To us, IPM is a program intentionally designed to leverage tools and practices OTHER than pesticide applications to control unwanted species. Here are the deliberate practices that I implement to reduce pesticide use.

1. No Insecticides

Insecticides are designed to kill 6 legged creatures. This includes beneficial insects like pollinators! Not only that, but a lot of insecticides work by attacking the nervous system, a structure that humans and other mammals have. I don’t feel comfortable applying insecticides, and I do not think they should be used unless there is a severe pest problem.

2. Adopt the Right Mindset

Going into an IPM program with the right expectations is essential. First, there is NEVER going to be 100% control of weeds and pest. Second, there are going to be times where a pesticide application is necessary. Know that nothing is perfect. Through trial and error, we will be able to achieve better control of pests using fewer herbicides by implementing other strategies mentioned below.

3. Mow Responsibly

Mowing is an essential part of lawn care. It is the one practice that every homeowner is familiar with. So how do we adjust our style and method of mowing to decrease the number of weeds in your lawn?

Mowing height plays a dramatic role. Without going too deep into the science, taller grass = deeper roots. Deeper roots = healthier grass. Healthier grass can out compete weeds.  We mow around 3″ in the spring and fall, and even higher in the summer when drought and heat are serious stressors.  Below are some hpotos from one of my others posts that shows just how dramaticall mowing height can affect your lawn. On the left, grass mowed at 1″ is completely filled with crabgrass and other weeds. But, all conditions the same, grass cut at 4 inches is much healthier.

The photos above were taken at the same time on the same day in the same 20ft x 20ft plot at the College Park turfgrass lab!

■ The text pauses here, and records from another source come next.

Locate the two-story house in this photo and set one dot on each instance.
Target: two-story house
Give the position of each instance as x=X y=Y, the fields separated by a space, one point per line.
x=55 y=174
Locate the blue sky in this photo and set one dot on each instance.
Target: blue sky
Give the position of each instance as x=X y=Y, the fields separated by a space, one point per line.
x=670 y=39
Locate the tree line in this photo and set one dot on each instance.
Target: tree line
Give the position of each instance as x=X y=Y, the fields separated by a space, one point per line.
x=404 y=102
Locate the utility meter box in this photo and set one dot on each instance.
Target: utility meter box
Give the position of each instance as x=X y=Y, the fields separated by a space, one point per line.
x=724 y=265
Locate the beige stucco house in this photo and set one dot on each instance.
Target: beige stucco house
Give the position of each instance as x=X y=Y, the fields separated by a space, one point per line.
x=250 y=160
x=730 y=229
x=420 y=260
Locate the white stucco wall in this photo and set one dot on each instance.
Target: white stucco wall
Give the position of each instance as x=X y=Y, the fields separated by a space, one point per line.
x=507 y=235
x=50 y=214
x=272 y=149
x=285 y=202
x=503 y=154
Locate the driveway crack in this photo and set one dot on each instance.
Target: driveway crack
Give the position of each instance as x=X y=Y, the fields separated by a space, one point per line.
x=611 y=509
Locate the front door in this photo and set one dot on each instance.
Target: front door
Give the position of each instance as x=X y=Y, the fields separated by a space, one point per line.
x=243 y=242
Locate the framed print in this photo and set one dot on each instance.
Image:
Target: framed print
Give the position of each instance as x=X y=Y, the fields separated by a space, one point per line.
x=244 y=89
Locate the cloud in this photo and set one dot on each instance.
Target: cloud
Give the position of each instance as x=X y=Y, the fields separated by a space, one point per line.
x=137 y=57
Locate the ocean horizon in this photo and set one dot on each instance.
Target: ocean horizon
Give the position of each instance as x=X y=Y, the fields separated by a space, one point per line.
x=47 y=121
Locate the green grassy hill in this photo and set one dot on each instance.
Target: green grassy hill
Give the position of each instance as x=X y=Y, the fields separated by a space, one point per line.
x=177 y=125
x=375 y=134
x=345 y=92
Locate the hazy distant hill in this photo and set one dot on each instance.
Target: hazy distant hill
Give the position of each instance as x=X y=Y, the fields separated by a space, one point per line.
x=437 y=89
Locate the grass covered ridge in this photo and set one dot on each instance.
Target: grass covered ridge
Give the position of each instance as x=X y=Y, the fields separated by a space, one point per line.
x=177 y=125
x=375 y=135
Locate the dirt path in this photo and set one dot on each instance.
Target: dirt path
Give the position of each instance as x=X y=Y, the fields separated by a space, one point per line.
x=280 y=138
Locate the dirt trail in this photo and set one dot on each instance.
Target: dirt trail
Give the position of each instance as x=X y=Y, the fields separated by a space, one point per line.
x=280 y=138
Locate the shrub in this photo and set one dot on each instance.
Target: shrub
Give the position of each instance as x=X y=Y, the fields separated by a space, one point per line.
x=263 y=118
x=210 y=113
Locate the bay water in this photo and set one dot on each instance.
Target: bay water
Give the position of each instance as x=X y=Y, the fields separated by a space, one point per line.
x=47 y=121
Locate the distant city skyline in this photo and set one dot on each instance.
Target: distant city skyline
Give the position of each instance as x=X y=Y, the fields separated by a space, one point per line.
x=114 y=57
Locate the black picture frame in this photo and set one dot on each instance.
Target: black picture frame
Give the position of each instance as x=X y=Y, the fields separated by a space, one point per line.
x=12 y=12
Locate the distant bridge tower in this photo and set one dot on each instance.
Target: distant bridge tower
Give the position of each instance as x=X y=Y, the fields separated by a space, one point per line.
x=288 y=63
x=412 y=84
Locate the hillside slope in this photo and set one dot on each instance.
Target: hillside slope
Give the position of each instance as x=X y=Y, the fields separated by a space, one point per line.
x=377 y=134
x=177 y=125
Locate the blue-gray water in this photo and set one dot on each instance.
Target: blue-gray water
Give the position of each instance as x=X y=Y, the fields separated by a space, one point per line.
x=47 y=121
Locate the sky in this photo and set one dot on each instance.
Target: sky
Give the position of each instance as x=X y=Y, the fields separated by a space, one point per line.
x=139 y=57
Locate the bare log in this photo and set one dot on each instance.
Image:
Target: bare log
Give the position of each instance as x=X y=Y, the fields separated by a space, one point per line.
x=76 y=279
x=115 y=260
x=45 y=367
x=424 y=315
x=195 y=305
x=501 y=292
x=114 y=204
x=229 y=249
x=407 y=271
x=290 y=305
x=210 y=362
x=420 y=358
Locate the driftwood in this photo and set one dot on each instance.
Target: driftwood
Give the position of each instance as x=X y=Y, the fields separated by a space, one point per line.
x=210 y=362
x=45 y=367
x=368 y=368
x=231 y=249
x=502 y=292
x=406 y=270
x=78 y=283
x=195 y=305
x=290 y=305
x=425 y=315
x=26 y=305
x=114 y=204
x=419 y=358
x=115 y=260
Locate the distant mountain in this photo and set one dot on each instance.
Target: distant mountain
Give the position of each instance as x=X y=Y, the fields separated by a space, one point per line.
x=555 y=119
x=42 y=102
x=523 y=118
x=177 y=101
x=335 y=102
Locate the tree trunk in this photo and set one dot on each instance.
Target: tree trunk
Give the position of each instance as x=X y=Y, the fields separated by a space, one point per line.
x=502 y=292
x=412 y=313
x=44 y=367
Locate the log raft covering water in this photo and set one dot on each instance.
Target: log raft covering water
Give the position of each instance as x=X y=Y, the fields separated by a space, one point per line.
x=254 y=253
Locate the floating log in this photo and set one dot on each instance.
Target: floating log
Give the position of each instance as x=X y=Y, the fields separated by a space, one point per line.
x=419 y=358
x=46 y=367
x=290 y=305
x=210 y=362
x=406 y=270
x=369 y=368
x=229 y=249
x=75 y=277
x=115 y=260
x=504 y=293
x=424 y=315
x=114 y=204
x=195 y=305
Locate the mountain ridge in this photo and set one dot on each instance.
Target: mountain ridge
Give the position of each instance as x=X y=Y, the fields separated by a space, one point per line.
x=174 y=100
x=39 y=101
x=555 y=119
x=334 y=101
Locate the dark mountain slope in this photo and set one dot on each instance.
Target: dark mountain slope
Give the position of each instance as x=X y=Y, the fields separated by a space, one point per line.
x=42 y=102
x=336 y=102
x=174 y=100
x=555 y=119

We also recycle our mower clippings. Recycling clippings provide more nutrients for the lawn. About 1/3 of the lawns nitrogen needs can be met just by recycling clippings! When the grass is getting the nutrients that it needs, it can fend off intrusive weeds.

4. Fertilize Properly

Giving grass the nutrients it needs to grow will dramatically decrease the number of weeds in the lawn. In order for this method to work though, there must be little to no weeds in the lawn at the time of fertilization. The science behind this practice and most others are the same. When grass is receiving the proper nutrients, it is able to grow better and fuller.

As a side note, we almost never use phosphorus fertilizer on lawns because there is usually enough available in the soil naturally. The excess ends up running off into water sources and causes algae blooms.  We don’t want that!

5. Reduce Stress

Reducing stress like traffic, mowing, and drought all help maintain a healthy lawn. In times of high stress, like summer or dry periods, we will often skip mowing. This allows the grass to use all of its available energy to grow, instead of repairing itself from a mowing or heavy foot traffic. In times of dryness, you can alleviate stress by watering your lawn.

6. Implement Secondary Practices

Performing less heard of services like aerating and overseeding is another way that we reduce the number of weeds growing in lawns without using herbicides. Aerating is a very beneficial practice that relieves soil compaction and allows the grass to get more nutrients and water directly to the roots.

Overseeding immediately after a fall aeration repopulates the lawn with desirable grasses that will grow thick and healthy next spring. A dense lawn has the ability to choke out new weeds that may encroach.

7. Use Pesticides Mindfully

Lastly, as I said, we do use herbicides. However, the ones used are chosen very intentionally. I like to choose pre-emergent herbicides and selective post-emergent herbicides that have a low toxicity in the spring. I will make one broadcast application to get a handle on the weeds before the season gets too far along. Other applications are spot treatments. This means that we only treat areas if the NEED attention, effectively reducing the amount of herbicides we put into our ecosystem.

Choosing herbicides that have low toxicities, and applying them in the proper conditions is our responsibility. We also make sure that all herbicides are applied at the rates directed and using the methods as directed on the label.